2009 Overton Prize: Trey Ideker

Trey Ideker initially trained in computer science. A friend who was a molecular biologist in graduate school gave him the names of potential advisors, one of who was Leroy Hood, co-founder of the Institute of Systems Biology (ISB) in Seattle, Washington. In 1996, and before the ISB was founded, Ideker moved to Seattle to join Hood as one of his first graduate students there. This move set the stage for a career that has already produced some groundbreaking work in the area of network biology.

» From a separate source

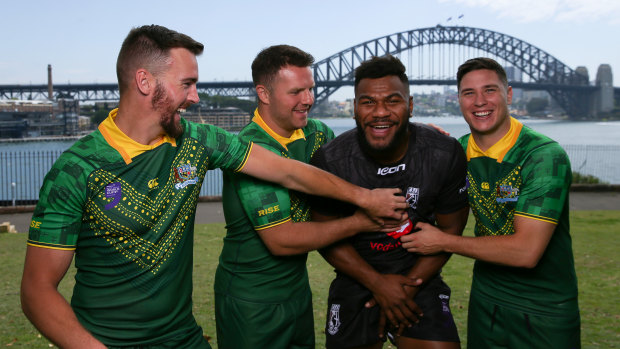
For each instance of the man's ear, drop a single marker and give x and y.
(143, 81)
(263, 94)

Ideker's graduate studies coincided with the later years of the Human Genome Project. “When I joined the lab, everyone there was working on sequence analysis,” he remembers. “I was working with a talented physician and postdoc, Pete Nelson, who was studying the pathways in cells that led to the development of prostate cancer. I started trying to model these pathways; this project fell on its face, as it was far too complex for a single graduate student, but the ideas it generated have become the basis for my whole career.” Working closely with Hood, he—while still a student—was one of the first to publish an integrated computational model of a metabolic network; this paper, published in 2001, has already been cited more than 850 times.

With this very promising start, he initially moved to the prestigious Whitehead Institute for Biomedical Research in Cambridge, Massachusetts, before family drew him back to the West Coast. He is now settled at the University of California San Diego (UCSD) as an associate professor. “UCSD is a fantastic place to do science. I can't imagine being more productive anywhere else. The growth of biotechnology in the San Diego area in recent years has been overwhelming.”

While at the Whitehead Institute and in collaboration with others looking at similar problems, Ideker further developed a prototype network modelling program that he had worked on in Hood's lab into what is now the widely used online tool Cytoscape. Cytoscape is now freely available under an open source license, and this has attracted a far larger pool of both users and developers than would have been attracted to a commercial enterprise.

Ideker has been turning his attention to medical applications of network modeling. He has compared the complete map of protein–protein interactions for the malaria parasite Plasmodium falciparum, generated using the yeast-two-hybrid method, against other eukaryotic networks, and proposed unique features of its metabolism that might be targeted in designing drugs against this destructive disease. He has also showed that grouping proteins into pathways and taking the average of the levels of each protein in a single pathway can add 8%–9% to the accuracy of prognostic predictions in breast cancer. And he is about to take his involvement in medical applications to a new level, as, in mid-2009, he takes up the position of head of genetics at a new institute within the University of California San Diego School of Medicine. “I will be moving from the periphery into the center of genomics-based medical research,” he says. “My vision is to integrate network analysis into medicine and develop useful clinical tools.”